By USDR.
The Anti-Defamation League (ADL)
The Anti-Defamation League (ADL) expressed “shock and outrage” at news of another violent terrorist attack targeting members of a European Jewish community and a democratic society. The League said the shootings against a synagogue and a controversial cartoonist in Denmark, which left two dead and two police officers wounded, “should serve as another wake-up call to all of Europe” to the continued clear and present danger posed by individuals motivated by radical interpretations of Islam.
Killed in the attacks were Dan Uzan, 37, a member of the Copenhagen Jewish community who was guarding a celebration at a Jewish community building near the synagogue, and Finn Norgaard, a filmmaker.
Abraham H. Foxman, ADL National Director, issued the following statement:
We are deeply shocked and outraged by the coordinated terror attacks on a synagogue and an event to promote the exercise of free speech in Denmark.
This latest attack, apparently motivated by anti-Semitism and radical Islamic extremist ideology, is another assault on democracy and free society. It should, and indeed it must, serve as another wake-up call to all of Europe. What kind of madness is this when a Jewish community cannot celebrate a bat mitzvah without fear of attack?
The attacks in Copenhagen are tragic reminders that Islamic extremists target Jews and democratic freedoms together. As with the recent terror attacks in Paris, once again we see that anti-Semitism is at the core of Islamic extremist ideology. This link has not been sufficiently understood throughout Europe, despite the Paris attacks.
With Jews in the crosshairs, there is an urgent need for European leaders to act quickly and effectively to ensure their safety.
A recent ADL poll in Denmark found relatively low levels of anti-Semitic attitudes among the general population.
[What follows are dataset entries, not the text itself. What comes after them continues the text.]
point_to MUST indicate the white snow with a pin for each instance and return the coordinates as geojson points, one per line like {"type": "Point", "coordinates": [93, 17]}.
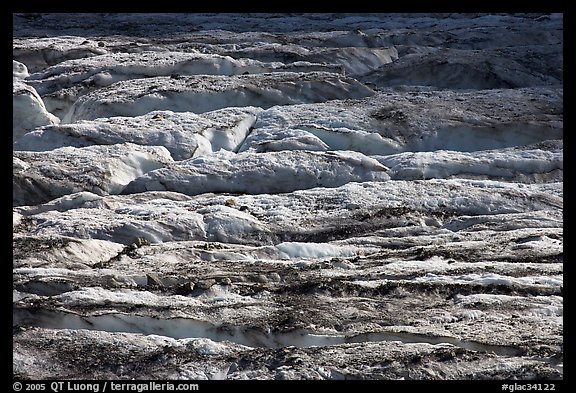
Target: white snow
{"type": "Point", "coordinates": [297, 250]}
{"type": "Point", "coordinates": [184, 135]}
{"type": "Point", "coordinates": [19, 70]}
{"type": "Point", "coordinates": [203, 93]}
{"type": "Point", "coordinates": [28, 110]}
{"type": "Point", "coordinates": [98, 169]}
{"type": "Point", "coordinates": [260, 173]}
{"type": "Point", "coordinates": [501, 163]}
According to the ADLGlobal 100 Survey, fielded in late 2013 and early 2014, only 9 percent of adults harbor anti-Semitic attitudes in Denmark, the same level as found in the United States and one of the lowest findings in Western Europe.
In a letter to Jair Melchior, the Chief Rabbi of Denmark, ADL expressed condolences to the family of Mr. Uzan and the Danish Jewish community, and to the family of Finn Norgaard, the filmmaker murdered at an event to promote the exercise of free speech.
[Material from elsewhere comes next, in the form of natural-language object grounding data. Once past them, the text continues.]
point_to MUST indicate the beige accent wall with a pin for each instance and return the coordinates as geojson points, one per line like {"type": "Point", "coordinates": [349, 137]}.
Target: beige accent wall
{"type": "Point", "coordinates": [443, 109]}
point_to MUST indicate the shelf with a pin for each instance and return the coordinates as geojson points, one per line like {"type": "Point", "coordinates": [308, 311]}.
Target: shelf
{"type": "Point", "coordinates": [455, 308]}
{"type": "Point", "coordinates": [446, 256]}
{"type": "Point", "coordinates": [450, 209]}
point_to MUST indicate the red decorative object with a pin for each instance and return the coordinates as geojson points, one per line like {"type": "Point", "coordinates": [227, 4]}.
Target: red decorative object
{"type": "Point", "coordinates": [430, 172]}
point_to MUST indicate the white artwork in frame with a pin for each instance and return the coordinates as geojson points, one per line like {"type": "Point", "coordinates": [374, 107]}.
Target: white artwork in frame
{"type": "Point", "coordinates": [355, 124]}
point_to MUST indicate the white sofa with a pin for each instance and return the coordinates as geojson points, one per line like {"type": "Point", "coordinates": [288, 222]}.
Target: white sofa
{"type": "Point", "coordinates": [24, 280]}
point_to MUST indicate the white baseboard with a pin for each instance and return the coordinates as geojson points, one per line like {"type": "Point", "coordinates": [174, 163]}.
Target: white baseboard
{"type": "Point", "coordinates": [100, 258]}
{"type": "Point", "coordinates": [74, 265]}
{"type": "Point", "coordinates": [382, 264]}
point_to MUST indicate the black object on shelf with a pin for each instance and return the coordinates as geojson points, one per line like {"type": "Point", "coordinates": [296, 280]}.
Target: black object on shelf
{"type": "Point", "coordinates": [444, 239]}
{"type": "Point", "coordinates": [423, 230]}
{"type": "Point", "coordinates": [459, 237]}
The Anti-Defamation League, founded in 1913, is the world’s leading organization fighting anti-Semitism through programs and services that counteract hatred, prejudice and bigotry.
American Jewish Committee
AJC Executive Director David Harris called yesterday’s attacks in Copenhagen, including against a synagogue, “deplorable and despicable acts of terror” that are another “wake-up call to European leaders of the urgent threats to democratic societies and the values they embody.”
Dan Uzan, a Jewish security guard at Copenhagen’s Krystalgade synagogue, was killed and two Danish police officers were wounded by a lone shooter. Earlier in the day, a man was killed when gun shots were fired at an event on free speech, where a featured speaker was the cartoonist who has faced repeated death threats since he drew caricatures of the prophet Muhammad in 2007.
Details about the shooter, who died in a confrontation with police, have not yet been released.
“One can only imagine the horror if the shooter had succeeded in actually entering the synagogue, where a Bat Mitzvah ceremony was in progress,” said Harris. Some 80 people were inside the synagogue at the time, a leader of Denmark’s Jewish community told a Danish radio station.
The Denmark synagogue attack comes barely a month after a radical Islamist terrorist killed four Jews at a kosher supermarket inParis, which occurred two days after other jihadists carried out a murderous attack on the French magazine Charlie Hebdo. In total, seventeen innocent people were killed in three Paris attacks.
“As AJC has been saying for 15 years to Europe’s top political leaders, European core values such as freedom of speech, freedom of worship and pluralism are inextricably intertwined with the well-being and security of the continent’s Jewish communities,” said Harris. “European nations individually and collectively must confront anti-Semitism with utmost urgency. Jews should not once again have to live in fear in Europe.”
Harris and other AJC representatives, including the directors of AJC’s offices in Berlin, Brussels, Paris and Rome, have been pressing European leaders to recognize the urgency of the danger, the specificity of anti-Semitism, and the need to take concrete steps to make clear that confronting anti-Semitism is a high and sustained priority.
AJC urges the EU and its member states to establish a high-level task force on anti-Semitism, enhance round-the-clock security at synagogues, schools and other Jewish institutions, and utilize all other tools available through education, law enforcement, justice, and transnational cooperation to confront the threat to Jewish communities and European democratic values.
“Sadly, no country can assume today that jihadist violence against Jews and other symbols of liberal democracy will not happen there,” Harris added.